Decentralized finance has come a long way over the last year, with new and innovative features constantly evolving and adapting to new projects and contracts. However exploits still occur, as was seen on Feb. 13.
Popular DeFi project CREAM saw a massive $37.5 million flash loan exploit take place on Saturday. While the story is still developing, the team announced the attack. They stated that they are working on a post mortem through relevant parties.
It appears the exploit took place using Alpha Homora through the borrowing of sUSD from IronBank.
While just how the exploiter managed to continuously lend double the amount of funds, it appears that 13,200 WETH, 3.6 million USDC, 5.6 million USDT, and 4.2 million DAI have been taken by the perpetrator.

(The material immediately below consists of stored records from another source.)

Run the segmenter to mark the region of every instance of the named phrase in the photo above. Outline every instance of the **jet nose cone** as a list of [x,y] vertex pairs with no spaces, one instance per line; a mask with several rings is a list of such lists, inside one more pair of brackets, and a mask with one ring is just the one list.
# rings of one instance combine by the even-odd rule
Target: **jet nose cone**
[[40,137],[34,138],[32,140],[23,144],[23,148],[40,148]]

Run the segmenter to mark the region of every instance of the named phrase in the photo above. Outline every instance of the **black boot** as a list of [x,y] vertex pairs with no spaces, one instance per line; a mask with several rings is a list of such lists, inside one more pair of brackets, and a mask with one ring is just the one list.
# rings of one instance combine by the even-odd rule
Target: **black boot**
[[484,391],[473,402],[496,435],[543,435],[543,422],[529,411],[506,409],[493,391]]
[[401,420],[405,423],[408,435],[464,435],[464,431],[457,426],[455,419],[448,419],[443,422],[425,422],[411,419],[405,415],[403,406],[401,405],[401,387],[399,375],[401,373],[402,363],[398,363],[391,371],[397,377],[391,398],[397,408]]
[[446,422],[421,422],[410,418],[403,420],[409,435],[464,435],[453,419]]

Research analyst at The Block Igor Igamberdiev detailed on Twitter the process and how it unfolded:
It is believed that Alpha Labs has patched the issue. And while the funds were exploited through Alpha Hamora, an Ethereum protocol for leveraging your position in yield farming pools, the funds were borrowed by the exploiter.
Alpha Labs has since stated that they are working with YFI founder Andre Cronje and CREAM Finance to investigate the stolen funds. They say that a prime suspect has already been identified.
CREAM Dumps on Attack
Following the exploit on Alpha Hamora, CREAM saw a 40% decline in price. It fell from $285 to $173.
As one of the deployers, the price suffered a dramatic drop before seeing some recovery. CREAM has announced that everything is functioning as normal. The team re-started markets, and a post mortem will follow.
Sign of the Times
This hack comes as the number of attacks rises with the bitcoin bull cycle. On Jan. 26, a hacker exploited a system vulnerability on SushiSwap using the Badger DAO token DIGG. The hacker made off with 81 ETH, worth approximately $103,842 at the time.
Following a hack late in December 2020, Livecoin closed its doors permanently on Jan. 19. While the SushiSwap and Cream attacks seem to be simple exploits, the Livecoin case is different. The event looks to some to be an exit scam run by some of its principals. Technically, the event is interesting because the price of bitcoin on Livecoin reached $222,000 before the exchange shut down. Ethereum reached $6500 as well.
On Dec. 28, a white-hat hacker stole $3 million from Cover Protocol, only to return it a few hours later. In this case, the hacker used an infinite minting bug to create excess COVER tokens.